Pistes à explorer pour un support alternatif contre le Covid-19

Dans ce texte, le choix du genre grammatical pour le nom « Covid-19 » est le masculin.

Mentions légales

Le contenu de cet article est présenté seulement à titre indicatif, il n’incite en aucun cas à prescrire quoi que ce soit à quiconque. Il ne dispense pas d’une séance individuelle avec un praticien de santé, et surtout pas de consulter son médecin généraliste dès l’apparition des premiers symptômes. Seul un praticien habilité est autorisé à prodiguer des conseils personnalisés et ceci uniquement lors d’une (télé) séance individuelle avec un client. En effet, les individus sont tous différents en âge, sexe, génétique, stress, médicaments, pathologies, etc., et leurs besoins en matière de suppléments (et leur posologie associée) différent également.
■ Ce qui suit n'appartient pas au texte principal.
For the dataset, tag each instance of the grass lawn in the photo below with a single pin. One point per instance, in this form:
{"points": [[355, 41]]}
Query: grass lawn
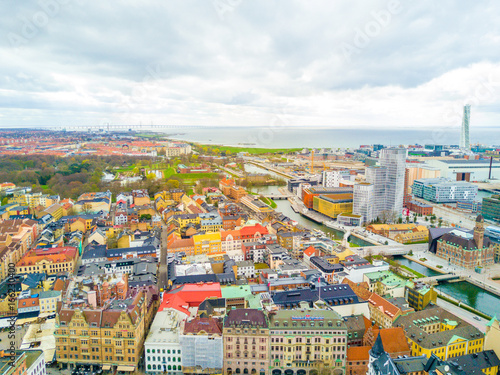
{"points": [[253, 150], [167, 173], [418, 274], [125, 169], [196, 176]]}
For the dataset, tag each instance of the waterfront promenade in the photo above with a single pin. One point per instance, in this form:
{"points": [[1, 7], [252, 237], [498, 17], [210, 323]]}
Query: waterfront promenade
{"points": [[482, 280]]}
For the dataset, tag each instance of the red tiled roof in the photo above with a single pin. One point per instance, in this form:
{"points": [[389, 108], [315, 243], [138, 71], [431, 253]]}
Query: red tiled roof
{"points": [[393, 339], [310, 251], [190, 295]]}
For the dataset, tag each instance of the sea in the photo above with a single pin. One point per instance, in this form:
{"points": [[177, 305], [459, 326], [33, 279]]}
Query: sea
{"points": [[300, 137]]}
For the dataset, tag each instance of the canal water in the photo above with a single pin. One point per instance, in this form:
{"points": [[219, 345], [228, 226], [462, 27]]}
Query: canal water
{"points": [[470, 294], [284, 207], [416, 266]]}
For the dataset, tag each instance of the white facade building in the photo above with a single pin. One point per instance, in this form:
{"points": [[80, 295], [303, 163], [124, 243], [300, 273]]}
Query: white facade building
{"points": [[394, 160], [363, 201], [334, 177]]}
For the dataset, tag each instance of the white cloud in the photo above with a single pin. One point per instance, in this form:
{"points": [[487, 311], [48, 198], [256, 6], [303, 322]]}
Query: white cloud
{"points": [[182, 62]]}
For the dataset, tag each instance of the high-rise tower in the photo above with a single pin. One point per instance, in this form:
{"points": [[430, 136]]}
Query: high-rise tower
{"points": [[464, 135], [394, 161]]}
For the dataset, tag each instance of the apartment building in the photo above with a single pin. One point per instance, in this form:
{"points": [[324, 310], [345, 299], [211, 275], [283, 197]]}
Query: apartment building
{"points": [[439, 332], [50, 261], [443, 190], [110, 335], [246, 342], [307, 340]]}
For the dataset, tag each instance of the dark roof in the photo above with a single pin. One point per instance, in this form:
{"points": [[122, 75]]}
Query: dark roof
{"points": [[94, 251], [141, 250], [477, 361], [209, 325], [341, 294]]}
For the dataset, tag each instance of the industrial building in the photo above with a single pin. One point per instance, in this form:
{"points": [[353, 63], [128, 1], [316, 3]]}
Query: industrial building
{"points": [[467, 170]]}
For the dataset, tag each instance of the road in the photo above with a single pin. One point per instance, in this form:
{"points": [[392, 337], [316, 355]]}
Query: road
{"points": [[163, 267], [19, 334], [463, 314]]}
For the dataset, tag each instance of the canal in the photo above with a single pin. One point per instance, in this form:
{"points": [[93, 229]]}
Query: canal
{"points": [[470, 294], [285, 208]]}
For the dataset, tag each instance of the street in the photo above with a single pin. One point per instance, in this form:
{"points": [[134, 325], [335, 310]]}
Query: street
{"points": [[463, 314], [162, 262]]}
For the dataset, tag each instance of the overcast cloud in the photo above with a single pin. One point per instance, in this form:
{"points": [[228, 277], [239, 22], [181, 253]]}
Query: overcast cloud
{"points": [[243, 62]]}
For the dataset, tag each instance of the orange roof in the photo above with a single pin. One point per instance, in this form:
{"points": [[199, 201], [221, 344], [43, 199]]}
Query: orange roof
{"points": [[358, 353]]}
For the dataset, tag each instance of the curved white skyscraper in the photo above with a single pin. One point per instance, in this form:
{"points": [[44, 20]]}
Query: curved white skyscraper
{"points": [[464, 135]]}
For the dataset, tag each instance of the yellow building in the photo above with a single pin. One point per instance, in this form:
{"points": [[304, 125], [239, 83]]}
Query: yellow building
{"points": [[32, 200], [331, 206], [440, 332], [105, 337], [412, 237], [48, 301], [419, 295], [185, 219], [51, 261], [492, 338], [208, 243], [312, 341]]}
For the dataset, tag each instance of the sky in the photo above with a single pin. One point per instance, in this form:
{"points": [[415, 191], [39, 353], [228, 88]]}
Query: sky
{"points": [[339, 64]]}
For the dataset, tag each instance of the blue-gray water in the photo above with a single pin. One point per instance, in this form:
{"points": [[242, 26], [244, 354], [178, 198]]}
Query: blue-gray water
{"points": [[298, 137], [468, 293]]}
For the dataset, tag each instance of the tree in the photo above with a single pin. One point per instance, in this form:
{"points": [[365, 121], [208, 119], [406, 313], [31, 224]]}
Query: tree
{"points": [[173, 184]]}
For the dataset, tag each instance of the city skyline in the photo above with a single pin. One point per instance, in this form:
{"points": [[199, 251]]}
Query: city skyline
{"points": [[235, 63]]}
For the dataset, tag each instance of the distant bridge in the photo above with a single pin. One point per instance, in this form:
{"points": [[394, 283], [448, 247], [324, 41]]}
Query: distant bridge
{"points": [[434, 280], [391, 251]]}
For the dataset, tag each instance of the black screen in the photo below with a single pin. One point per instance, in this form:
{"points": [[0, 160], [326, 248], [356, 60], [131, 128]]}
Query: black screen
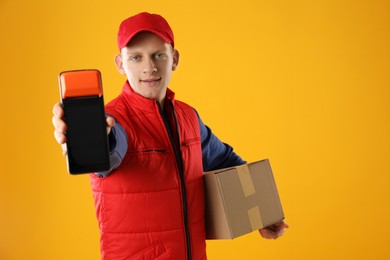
{"points": [[87, 141]]}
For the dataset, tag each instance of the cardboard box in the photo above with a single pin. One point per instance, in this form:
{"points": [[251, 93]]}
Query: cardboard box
{"points": [[240, 200]]}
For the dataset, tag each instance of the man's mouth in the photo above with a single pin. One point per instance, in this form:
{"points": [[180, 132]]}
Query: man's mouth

De plus, les connaissances et la science actuelles autour du Covid-19 sont encore instables et en continuelle évolution, et comme le titre de cet article l’indique, les suppléments listés dans cet article ne le sont qu’à titre de « pistes ».

Les petits soldats

Ail frais

L’ail biologique frais contient un agent virucide (antiviral) appelé allicine contenant du soufre. L’allicine est produite en écrasant la pulpe d’ail et étant volatile, elle disparaît peu de temps après [3], [4].
Donc, afin de bénéficier des propriétes de l’allicine, il faut avaler l’ail dès qu’il a été haché, sans attendre.

Pendant une infection virale, une gousse d’ail peut être consommée pendant le repas (jusqu’à 2 fois par jour), ou bien en dehors des repas enrobée de miel ou dans une base grasse (fromage, beurre de cacahuète, etc.).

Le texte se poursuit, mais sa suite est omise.